Categories: Cars

English councils must prove pothole repairs or lose funding

House of Commons’ public accounts committee recently found England’s roads to be “national embarrassment”

From 30 June, each local authority must publish a report detailing how many potholes it has repaired

England’s local authorities will be required to publish annual reports stating how many potholes they have filled or face losing a significant portion of their funding for road repairs.

The Department for Transport (DfT) said it would withhold 25% of the extra funding recently granted to councils – amounting to £500 million – if they don’t publish the reports.

By 30 June, each council must publish a report detailing how much money it has spent on filling potholes and how many potholes it has filled, as well as describing the condition of the roads within its borders.

Councils must also detail how they’re minimising disruption from roadworks and how they’re spending on long-term preventative maintenance. 

By November, councils will be required to show that they’re engaging with their communities on where repairs need to be carried out.

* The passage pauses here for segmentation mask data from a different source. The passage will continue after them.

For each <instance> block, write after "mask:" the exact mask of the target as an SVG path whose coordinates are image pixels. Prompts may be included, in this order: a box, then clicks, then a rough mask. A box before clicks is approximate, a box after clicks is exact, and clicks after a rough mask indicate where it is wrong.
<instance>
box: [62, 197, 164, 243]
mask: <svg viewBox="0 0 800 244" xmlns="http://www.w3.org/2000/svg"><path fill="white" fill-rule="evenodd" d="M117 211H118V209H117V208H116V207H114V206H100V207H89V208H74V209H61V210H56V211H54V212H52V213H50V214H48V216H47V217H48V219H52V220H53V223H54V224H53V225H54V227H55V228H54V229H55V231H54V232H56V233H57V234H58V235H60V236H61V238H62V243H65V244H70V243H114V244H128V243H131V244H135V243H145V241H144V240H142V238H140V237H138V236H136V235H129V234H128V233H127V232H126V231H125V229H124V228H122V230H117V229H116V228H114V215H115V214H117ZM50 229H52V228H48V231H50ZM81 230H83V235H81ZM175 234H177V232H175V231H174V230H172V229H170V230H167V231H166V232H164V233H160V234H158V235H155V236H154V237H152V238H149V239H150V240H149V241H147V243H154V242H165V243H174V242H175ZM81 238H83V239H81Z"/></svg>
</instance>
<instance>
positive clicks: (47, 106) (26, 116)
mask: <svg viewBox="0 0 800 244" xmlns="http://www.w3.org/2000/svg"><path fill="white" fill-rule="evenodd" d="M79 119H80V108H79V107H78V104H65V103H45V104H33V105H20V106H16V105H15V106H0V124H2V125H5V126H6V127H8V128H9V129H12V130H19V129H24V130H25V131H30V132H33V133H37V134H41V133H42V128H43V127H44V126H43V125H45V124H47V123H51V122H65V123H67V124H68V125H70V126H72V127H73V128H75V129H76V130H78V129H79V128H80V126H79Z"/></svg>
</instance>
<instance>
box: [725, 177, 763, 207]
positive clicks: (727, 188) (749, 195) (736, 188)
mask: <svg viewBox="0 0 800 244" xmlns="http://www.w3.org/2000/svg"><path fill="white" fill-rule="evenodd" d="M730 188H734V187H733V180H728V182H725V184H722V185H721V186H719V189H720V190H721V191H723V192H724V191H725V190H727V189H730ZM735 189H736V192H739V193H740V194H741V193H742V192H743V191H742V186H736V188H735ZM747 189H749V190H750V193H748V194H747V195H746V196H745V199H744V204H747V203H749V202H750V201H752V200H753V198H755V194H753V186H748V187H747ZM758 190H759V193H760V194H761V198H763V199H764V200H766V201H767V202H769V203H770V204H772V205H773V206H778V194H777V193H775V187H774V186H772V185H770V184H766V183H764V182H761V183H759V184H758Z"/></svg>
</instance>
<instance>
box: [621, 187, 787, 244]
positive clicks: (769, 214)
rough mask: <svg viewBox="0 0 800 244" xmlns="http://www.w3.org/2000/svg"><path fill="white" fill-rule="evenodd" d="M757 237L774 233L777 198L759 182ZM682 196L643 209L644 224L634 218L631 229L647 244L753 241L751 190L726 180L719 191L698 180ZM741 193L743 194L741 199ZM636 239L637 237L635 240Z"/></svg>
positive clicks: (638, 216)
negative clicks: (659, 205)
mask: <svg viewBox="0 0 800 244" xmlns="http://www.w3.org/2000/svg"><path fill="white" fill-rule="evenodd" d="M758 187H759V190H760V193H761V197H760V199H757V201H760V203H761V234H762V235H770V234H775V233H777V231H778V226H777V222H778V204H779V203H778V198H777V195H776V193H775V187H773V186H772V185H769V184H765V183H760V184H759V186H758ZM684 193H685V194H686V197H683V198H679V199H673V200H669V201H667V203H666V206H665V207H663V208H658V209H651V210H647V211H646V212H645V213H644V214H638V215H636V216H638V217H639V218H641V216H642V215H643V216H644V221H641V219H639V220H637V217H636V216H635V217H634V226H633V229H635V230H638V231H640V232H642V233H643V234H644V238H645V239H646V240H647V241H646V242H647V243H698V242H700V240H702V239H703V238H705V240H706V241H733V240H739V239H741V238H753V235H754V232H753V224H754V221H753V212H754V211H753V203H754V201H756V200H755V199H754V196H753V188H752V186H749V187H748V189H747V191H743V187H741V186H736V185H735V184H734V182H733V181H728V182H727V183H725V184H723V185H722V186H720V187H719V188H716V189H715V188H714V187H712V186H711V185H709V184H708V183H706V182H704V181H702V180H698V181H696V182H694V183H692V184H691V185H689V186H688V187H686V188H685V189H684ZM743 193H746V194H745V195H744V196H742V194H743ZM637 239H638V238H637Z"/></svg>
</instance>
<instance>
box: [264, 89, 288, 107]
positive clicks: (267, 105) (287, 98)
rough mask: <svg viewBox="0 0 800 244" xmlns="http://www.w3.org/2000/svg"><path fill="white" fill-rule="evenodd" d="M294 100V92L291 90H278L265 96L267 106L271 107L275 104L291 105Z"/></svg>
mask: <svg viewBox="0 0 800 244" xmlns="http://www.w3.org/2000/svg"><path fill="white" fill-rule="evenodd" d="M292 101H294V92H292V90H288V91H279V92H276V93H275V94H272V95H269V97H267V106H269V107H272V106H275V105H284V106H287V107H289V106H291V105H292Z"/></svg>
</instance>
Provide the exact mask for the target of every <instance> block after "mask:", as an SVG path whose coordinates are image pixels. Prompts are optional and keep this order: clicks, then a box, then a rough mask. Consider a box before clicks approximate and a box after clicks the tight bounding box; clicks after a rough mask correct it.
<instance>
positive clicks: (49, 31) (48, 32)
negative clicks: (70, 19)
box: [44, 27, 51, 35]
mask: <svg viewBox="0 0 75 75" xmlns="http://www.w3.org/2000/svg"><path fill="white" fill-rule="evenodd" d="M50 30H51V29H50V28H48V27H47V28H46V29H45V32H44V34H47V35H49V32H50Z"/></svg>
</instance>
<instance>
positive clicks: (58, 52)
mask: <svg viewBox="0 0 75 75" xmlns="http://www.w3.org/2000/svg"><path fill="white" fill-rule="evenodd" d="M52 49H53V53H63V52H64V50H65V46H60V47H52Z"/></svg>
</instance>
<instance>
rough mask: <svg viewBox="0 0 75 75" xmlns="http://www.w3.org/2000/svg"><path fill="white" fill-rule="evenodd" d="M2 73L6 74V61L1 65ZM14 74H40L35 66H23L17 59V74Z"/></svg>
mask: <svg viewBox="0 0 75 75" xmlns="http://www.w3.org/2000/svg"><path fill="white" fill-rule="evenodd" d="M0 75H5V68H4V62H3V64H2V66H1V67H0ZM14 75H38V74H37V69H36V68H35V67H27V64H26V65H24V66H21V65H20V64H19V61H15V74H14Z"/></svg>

The introduction of reports and the threat of withholding funding is intended to “prove public confidence in [councils’] work”, according to the DfT.

The DfT has also announced that it will provide £4.8 billion in funding for National Highways – the organisation responsible for strategically important routes, such as motorways and major A-roads – for the 2025-26 financial year.

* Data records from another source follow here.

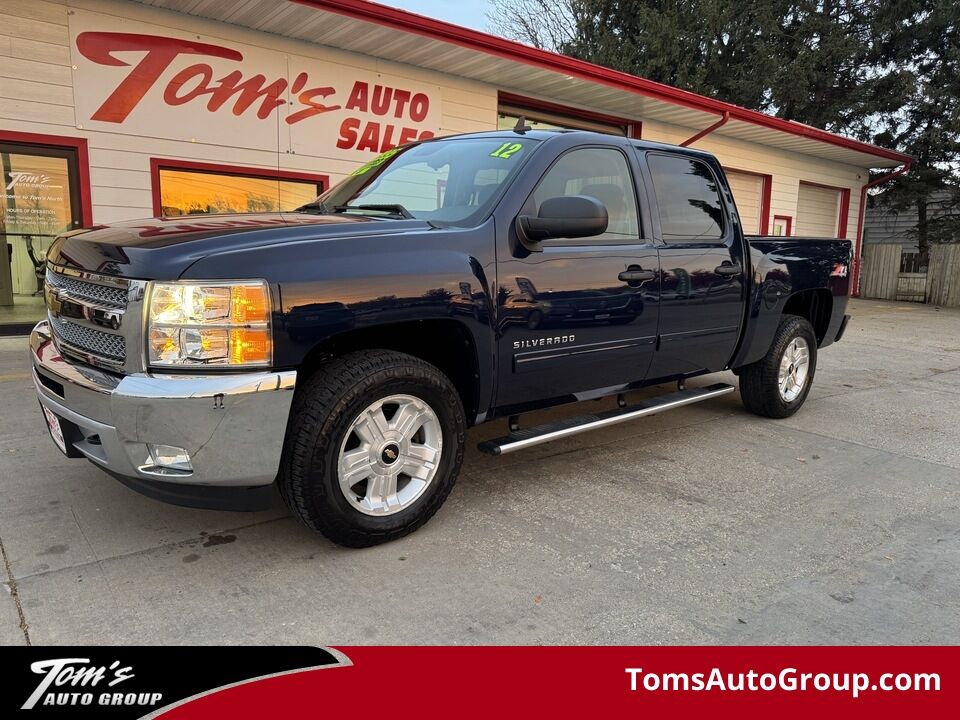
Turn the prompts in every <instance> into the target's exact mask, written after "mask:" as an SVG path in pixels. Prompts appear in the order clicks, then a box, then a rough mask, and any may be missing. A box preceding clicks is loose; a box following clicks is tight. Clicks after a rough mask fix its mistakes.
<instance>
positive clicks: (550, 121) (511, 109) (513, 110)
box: [497, 104, 627, 136]
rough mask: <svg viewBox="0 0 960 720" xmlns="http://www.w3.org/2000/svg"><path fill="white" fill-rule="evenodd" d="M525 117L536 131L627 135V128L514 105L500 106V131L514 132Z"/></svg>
mask: <svg viewBox="0 0 960 720" xmlns="http://www.w3.org/2000/svg"><path fill="white" fill-rule="evenodd" d="M521 116H523V118H524V120H525V123H524V124H526V125H528V126H529V127H532V128H533V129H534V130H590V131H592V132H602V133H607V134H608V135H623V136H626V135H627V126H626V125H625V124H624V125H620V124H614V123H605V122H599V121H596V120H587V119H585V118H580V117H576V116H573V115H569V116H568V115H560V114H556V113H550V112H545V111H541V110H528V109H525V108H522V107H517V106H514V105H503V104H501V105H500V110H499V113H498V119H497V129H498V130H512V129H513V128H514V127H516V124H517V120H519V119H520V117H521Z"/></svg>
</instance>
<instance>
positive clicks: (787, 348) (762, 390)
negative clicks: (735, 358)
mask: <svg viewBox="0 0 960 720" xmlns="http://www.w3.org/2000/svg"><path fill="white" fill-rule="evenodd" d="M816 369H817V336H816V334H815V333H814V332H813V326H812V325H811V324H810V323H809V322H808V321H807V320H806V319H804V318H802V317H798V316H796V315H785V316H784V317H783V319H782V320H781V321H780V325H779V327H778V328H777V332H776V334H775V335H774V337H773V342H772V343H771V344H770V349H769V350H768V351H767V354H766V355H764V357H763V358H762V359H760V360H758V361H757V362H755V363H752V364H750V365H747V366H745V367H743V368H741V369H740V373H739V374H740V396H741V397H742V398H743V404H744V406H745V407H746V408H747V410H749V411H750V412H752V413H755V414H757V415H762V416H764V417H771V418H785V417H790V416H791V415H793V414H794V413H795V412H796V411H797V410H799V409H800V407H801V406H802V405H803V403H804V401H805V400H806V399H807V395H808V393H809V392H810V386H811V385H812V384H813V376H814V373H815V372H816Z"/></svg>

That matches the agency’s £4.81bn budget from the financial year that ended on 31 March 2024.

“British people are bored of seeing their politicians aimlessly pointing at potholes with no real plan to fix them,” said prime minister Keir Starmer.

“That ends with us. We’ve done our part by handing councils the cash and certainty they need. Now it’s up to them to get on with the job, put that money to use and prove they’re delivering for their communities.”

The news comes after the House of Commons’ public accounts committee – the group of MPs responsible for overseeing the value for money and services provided by government programmes – found the state of England’s local roads to be a “national embarrassment”. 

It found that “the state of England’s local roads is declining”, yet “the DfT neither knows exactly how authorities spend its funding, as it is not ring-fenced, nor what it wants to achieve with it”. 

The committee said there had been a failure to take policy and the use of taxpayer funds “sufficiently seriously” when considering the 183,000 miles of local roads across England, which comprises 98% of its total network.

The report came after the National Audit Office last year said that the government did not know whether £1.6bn of taxpayer money was making a difference to the state of English roads.